Doctors and engineers at the Jump Trading Center of OSF Saint Francis Medical Center are paving the way for the future of 3D printing in medicine. This technology is benefiting patients right here in Central Illinois.

The first 3D heart was printed before Jump opened back in 2013. Now, the 3D heart library has grown to include more than 40 hearts.

It’s helping doctors with medical decision-making and resulting in better surgical outcomes for patients with complex cases. What they’re doing, right here at home, is serving as an example for hospitals across the country.

“When we talk about congenital heart defects, we’re talking about a whole spectrum of defects.” Pediatric Heart Surgeon, Dr. Mark Plunkett, explains.

That spectrum requires doctors to head to the drawing board for each case.

“The challenge um for heart surgeons has been to define the anatomy to a level where they can actually tailor that repair to that particular child.” Plunkett said.  

2D pictures, like x-rays and MRI’s, help doctors understand pieces of the puzzle, but putting that puzzle together into a 3D image was still up to the interpretation of the doctor. Enter the 3D printer, taking the guessing game out of piecing that puzzle together.

“Once you eliminate that barrier you improve the understanding, you improve the communication.” Dr. Matthew Bramlet, Assistant Professor of Clinical Pediatrics at UICOMP and Lead Investigator at Jump for Advanced Image Modeling, said.

That improvement is bridging the gap for surgeons, allowing them to go into surgery knowing exactly what they’re getting into.

“There were in the past scenarios where you would go to the operating room thinking the anatomy was one way because of all our imaging then open the heart up and discover that things were not exactly how you had anticipated. This has been a game changer because I can sit at my desk the night before the operation and actually open the hearts up.” Plunkett explained.

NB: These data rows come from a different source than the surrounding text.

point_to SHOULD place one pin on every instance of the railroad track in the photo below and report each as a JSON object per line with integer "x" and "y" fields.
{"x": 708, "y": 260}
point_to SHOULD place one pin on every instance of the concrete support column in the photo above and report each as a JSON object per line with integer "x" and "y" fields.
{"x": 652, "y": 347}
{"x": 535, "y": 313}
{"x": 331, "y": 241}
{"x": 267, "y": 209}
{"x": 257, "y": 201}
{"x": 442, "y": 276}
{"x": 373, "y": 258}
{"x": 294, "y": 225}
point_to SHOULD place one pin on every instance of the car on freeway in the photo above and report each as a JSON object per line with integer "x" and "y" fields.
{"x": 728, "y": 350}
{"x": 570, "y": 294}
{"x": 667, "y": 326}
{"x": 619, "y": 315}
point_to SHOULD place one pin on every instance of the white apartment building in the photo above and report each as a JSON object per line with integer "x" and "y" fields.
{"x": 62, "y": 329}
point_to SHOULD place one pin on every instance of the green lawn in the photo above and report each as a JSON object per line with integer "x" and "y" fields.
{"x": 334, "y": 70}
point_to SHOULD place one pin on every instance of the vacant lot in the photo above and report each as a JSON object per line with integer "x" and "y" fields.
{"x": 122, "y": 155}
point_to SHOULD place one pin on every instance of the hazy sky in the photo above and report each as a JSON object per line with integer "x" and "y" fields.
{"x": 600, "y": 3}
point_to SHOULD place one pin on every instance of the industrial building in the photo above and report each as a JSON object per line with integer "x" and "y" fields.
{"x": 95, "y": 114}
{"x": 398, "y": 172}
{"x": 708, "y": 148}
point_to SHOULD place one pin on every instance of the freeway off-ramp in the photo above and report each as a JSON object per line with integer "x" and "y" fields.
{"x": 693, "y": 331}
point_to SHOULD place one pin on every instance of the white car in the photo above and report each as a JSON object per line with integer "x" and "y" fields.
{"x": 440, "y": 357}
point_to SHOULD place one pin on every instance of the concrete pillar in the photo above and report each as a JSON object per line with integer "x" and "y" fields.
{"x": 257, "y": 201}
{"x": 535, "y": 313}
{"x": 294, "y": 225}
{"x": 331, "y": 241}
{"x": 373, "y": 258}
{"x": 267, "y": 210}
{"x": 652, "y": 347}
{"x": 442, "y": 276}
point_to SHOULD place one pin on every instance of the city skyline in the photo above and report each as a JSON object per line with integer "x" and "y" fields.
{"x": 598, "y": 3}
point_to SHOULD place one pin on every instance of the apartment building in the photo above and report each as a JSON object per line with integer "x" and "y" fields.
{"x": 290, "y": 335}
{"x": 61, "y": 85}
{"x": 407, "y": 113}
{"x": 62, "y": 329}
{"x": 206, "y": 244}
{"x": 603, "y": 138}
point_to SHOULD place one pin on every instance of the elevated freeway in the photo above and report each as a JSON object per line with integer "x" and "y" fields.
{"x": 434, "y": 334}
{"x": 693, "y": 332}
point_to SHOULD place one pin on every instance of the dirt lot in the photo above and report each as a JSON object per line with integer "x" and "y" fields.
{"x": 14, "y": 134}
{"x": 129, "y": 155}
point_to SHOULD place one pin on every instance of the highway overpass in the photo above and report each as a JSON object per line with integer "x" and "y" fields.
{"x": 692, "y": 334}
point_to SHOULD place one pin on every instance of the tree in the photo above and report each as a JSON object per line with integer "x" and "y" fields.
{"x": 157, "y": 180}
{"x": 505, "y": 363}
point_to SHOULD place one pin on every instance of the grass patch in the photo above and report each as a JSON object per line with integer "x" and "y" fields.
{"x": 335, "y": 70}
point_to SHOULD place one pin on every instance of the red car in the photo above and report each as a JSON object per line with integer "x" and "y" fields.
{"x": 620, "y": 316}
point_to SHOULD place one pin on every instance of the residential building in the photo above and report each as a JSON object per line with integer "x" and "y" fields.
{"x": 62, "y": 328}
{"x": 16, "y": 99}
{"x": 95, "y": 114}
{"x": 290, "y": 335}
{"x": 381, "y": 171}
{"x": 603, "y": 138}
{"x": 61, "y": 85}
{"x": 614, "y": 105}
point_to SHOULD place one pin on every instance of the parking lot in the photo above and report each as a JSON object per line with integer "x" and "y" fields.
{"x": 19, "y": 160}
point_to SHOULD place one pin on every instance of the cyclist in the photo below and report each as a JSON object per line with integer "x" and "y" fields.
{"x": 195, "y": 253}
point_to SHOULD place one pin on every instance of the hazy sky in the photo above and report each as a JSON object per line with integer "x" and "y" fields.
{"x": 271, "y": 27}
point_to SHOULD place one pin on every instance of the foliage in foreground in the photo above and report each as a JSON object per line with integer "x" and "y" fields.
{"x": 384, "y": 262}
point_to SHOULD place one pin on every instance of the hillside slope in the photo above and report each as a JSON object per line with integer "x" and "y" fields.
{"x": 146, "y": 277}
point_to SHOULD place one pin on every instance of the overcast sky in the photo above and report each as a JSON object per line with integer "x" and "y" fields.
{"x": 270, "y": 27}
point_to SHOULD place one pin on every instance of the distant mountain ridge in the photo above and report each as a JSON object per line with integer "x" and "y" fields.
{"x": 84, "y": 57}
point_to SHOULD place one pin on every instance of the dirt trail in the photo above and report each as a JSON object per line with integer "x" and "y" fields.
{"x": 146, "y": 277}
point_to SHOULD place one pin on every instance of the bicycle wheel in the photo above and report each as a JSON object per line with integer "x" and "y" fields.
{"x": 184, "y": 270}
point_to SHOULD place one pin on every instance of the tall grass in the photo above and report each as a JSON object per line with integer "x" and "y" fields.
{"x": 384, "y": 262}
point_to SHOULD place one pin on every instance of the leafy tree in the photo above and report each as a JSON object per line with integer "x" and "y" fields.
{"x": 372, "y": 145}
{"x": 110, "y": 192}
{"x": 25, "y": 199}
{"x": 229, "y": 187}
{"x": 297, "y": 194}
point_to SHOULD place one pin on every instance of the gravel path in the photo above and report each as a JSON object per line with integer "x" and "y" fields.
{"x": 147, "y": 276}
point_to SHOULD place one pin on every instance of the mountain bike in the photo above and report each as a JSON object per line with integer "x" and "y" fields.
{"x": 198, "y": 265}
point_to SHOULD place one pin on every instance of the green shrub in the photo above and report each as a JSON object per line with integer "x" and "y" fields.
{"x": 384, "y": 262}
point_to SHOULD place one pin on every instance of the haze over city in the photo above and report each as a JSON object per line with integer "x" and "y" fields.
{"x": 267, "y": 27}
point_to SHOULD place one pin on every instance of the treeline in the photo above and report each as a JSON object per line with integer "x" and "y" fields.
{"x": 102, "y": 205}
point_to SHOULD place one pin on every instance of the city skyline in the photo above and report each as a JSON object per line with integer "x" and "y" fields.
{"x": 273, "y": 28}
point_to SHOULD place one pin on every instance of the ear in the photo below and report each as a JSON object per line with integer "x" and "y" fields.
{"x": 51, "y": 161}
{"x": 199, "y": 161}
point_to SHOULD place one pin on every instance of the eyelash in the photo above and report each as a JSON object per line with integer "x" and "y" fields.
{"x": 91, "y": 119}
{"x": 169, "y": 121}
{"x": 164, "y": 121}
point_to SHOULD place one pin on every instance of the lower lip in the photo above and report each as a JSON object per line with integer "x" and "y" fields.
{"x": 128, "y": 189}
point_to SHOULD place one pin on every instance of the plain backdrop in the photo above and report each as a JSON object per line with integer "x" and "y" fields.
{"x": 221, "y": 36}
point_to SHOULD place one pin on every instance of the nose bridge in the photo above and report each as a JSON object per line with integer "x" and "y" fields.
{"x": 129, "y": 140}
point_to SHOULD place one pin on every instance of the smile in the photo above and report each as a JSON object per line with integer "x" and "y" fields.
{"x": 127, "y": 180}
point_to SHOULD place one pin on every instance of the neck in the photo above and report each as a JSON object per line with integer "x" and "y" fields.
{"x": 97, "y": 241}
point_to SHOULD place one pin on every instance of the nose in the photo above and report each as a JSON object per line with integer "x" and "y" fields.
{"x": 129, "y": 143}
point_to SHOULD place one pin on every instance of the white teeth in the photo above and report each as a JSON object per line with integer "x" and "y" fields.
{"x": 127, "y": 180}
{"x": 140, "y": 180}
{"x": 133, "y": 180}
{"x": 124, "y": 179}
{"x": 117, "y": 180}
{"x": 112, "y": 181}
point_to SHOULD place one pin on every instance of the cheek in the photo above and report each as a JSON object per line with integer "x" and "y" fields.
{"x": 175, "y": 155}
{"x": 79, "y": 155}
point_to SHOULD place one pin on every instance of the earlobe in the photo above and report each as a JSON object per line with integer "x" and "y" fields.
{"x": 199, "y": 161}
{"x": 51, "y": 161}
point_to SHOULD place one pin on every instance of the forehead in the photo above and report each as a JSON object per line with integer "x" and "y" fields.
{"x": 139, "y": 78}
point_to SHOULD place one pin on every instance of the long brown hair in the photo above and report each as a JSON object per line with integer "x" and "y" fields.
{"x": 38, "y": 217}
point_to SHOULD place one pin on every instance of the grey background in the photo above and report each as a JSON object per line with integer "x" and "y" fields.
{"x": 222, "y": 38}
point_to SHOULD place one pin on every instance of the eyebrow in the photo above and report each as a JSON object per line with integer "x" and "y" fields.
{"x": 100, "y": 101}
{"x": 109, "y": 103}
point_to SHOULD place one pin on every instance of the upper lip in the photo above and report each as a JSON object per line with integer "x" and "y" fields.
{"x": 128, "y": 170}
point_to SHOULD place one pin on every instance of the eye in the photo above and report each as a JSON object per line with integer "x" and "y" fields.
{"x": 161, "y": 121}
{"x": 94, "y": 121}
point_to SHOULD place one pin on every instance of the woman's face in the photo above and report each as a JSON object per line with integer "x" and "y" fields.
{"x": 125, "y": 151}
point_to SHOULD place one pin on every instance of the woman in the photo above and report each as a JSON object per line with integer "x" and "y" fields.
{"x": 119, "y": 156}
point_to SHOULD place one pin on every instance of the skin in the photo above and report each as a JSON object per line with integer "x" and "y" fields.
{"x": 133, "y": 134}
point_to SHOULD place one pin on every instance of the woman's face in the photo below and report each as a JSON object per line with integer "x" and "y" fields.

This is far from the end of developments in this area. In fact, it’s only the beginning. The 3D heart lab is now working to make hearts out of more life-like materials, like silicone, taking the possibilities to a level they’ve never been before.

“Our goal was to get to the point where they can actually practice the surgery before the surgery.” Bramlet said.

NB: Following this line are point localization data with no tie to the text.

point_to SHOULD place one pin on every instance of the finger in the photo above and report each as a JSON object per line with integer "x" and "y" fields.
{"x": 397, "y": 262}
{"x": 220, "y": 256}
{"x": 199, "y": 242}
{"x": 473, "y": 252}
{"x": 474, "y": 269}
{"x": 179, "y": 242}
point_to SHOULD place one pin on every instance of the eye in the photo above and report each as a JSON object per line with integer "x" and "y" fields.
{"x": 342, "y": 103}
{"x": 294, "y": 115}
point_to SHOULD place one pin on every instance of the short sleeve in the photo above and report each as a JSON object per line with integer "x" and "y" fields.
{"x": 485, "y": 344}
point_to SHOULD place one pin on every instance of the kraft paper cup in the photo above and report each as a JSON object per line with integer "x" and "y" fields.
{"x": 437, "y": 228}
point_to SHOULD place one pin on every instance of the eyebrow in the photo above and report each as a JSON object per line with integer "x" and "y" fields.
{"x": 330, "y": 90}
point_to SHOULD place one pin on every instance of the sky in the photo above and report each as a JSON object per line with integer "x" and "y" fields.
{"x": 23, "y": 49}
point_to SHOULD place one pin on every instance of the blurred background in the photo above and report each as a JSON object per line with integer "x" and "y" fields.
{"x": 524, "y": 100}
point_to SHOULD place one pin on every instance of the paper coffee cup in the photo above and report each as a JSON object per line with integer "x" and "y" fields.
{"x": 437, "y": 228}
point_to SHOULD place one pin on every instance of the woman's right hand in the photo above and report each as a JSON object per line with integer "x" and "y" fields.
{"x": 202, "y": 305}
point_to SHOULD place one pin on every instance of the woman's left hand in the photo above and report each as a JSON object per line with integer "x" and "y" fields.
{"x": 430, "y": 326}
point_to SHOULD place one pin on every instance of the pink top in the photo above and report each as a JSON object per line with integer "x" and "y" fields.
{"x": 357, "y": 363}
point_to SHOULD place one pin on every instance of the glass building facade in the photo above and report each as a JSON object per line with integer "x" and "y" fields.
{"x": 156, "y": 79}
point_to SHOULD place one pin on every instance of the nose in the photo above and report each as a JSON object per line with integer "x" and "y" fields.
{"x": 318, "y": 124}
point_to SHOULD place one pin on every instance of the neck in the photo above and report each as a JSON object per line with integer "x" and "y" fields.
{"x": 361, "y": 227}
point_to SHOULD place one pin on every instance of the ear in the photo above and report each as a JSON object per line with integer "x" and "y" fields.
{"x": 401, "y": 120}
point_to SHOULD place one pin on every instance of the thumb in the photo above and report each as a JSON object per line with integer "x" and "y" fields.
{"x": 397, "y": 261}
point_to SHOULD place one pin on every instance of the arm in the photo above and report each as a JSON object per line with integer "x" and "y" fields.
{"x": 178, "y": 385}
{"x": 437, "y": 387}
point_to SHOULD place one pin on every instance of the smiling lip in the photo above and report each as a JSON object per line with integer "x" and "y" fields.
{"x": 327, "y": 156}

It’s helping patients here and far beyond the walls of the Jump Trading Center. The 3D heart lab has already shipped out hearts to over a dozen different medical institutions nationwide, helping others to solve problem, others without the same resources.

“Considering where we’ve come from in the last say 20 years or 30 years in terms of pediatric heart surgery this is nothing short of amazing.” Plunkett said.

Dr. Plunkett adds that this has completely changed how they’re able to train and educate the next generation of Pediatric Heart Surgeons, helping them to get comfortable with operating on complex cases.